2. Define a clear AI usage policy
Use it exclusively for AI so you are likely to have an acceptable usage policy. Employees need to know what is permitted and what is off limit when it comes to AI tools. For example, you may allow an AI coding assistant to be used in your open source project, but you may prohibit the provision of customer data to external AI services. You must specify guidelines for processing your data (“There is no sensitive personal information in the generated AI app unless it is approved by security”) and review the new AI solution before use. Educate your staff about these rules and the reasons behind them. A little clarification beforehand can prevent many dangerous experiments.

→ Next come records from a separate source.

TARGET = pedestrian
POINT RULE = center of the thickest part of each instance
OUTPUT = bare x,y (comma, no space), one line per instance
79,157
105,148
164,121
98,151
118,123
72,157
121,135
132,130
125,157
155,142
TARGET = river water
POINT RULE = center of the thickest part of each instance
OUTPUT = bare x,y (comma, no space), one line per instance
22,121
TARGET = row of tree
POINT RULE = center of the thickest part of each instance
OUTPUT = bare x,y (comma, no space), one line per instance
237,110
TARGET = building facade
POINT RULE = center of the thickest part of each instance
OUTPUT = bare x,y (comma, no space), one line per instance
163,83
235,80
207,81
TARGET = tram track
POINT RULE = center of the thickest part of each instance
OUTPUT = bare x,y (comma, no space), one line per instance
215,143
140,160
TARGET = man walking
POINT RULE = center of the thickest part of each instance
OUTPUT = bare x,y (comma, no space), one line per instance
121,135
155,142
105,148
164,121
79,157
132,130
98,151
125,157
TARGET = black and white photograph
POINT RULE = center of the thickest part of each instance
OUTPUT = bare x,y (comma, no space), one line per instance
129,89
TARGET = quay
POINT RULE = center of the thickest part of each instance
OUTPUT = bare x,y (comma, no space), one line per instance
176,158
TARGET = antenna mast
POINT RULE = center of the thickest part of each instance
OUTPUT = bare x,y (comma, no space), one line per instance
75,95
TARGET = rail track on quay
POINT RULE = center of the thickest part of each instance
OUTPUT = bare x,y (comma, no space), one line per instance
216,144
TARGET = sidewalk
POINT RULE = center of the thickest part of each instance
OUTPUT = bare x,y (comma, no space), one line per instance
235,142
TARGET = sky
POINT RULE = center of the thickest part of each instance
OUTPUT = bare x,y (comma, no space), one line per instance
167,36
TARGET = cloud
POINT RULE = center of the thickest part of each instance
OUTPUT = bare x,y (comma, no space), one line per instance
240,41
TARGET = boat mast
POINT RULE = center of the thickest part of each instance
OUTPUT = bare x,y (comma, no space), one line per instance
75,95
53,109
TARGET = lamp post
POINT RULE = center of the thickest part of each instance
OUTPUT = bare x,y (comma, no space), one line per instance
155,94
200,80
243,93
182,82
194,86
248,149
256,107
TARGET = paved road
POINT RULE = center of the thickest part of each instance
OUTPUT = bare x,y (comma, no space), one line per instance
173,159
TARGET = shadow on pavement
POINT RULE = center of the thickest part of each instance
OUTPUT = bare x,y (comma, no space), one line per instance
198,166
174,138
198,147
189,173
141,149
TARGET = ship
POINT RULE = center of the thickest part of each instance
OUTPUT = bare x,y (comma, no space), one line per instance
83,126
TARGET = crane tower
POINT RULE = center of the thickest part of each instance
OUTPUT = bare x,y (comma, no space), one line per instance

3. Monitor and restrict access
Once the AI tool is played, it monitors its behavior and access. The principle of least privilege applies here: If AI integration requires only read access to the calendar, do not grant permission to modify or delete events. Periodically check the data that each AI tool can reach. Many SaaS platforms provide an administrator console or logging. Use them to see how often AI integration is called and whether it draws an unusually large amount of data. If something is off or looking at the outside policy, be prepared to intervene. It’s also wise to set up alerts for specific triggers, such as employees trying to connect their corporate apps to new external AI services.
4. Continuous risk assessment
AI governance is not a set, it forgets tasks. AI changes too quickly. Establish a process to reassess risk on a regular schedule, monthly or quarterly basis. This includes rerunning the environment for newly introduced AI tools, reviewing updates or new features released by SaaS vendors, and staying up to date with AI vulnerabilities. Adjust policies as needed (for example, if your research reveals a new vulnerability, such as a rapid injection attack, update controls to deal with it). Some organizations have formed AI Governance Committees with stakeholders from security, IT, legal and compliance to continue to consider AI use cases and approvals.
5. Collaboration that transcends the scope of work
Finally, governance is not merely an IT or security responsibility. Make AI a team sport. We will bring legal and compliance officers to interpret new regulations and ensure that your policies meet them. Include business unit leaders to ensure governance measures meet business needs (and they act as champions of responsible AI use in teams). Involving data privacy experts, AI assesses how data is being used. When everyone understands shared goals – using AI in an innovative and safe way – it creates a culture that allows following the governance process to enable success and not hinder it.
To translate theory into practice, use this checklist to track progress.
By taking these basic steps, organizations use AI to improve productivity while protecting security, privacy and compliance.
How RECO simplifies AI governance
Establishing an AI governance framework is important, but the manual effort required to track, monitor and manage AI across hundreds of SAAS applications can quickly overwhelm your security team. This is where professional platforms like Reco’s dynamic SaaS security solutions can make the difference between theoretical policy and practical protection.
Get a RECO demo to assess AI-related risks in saaS apps.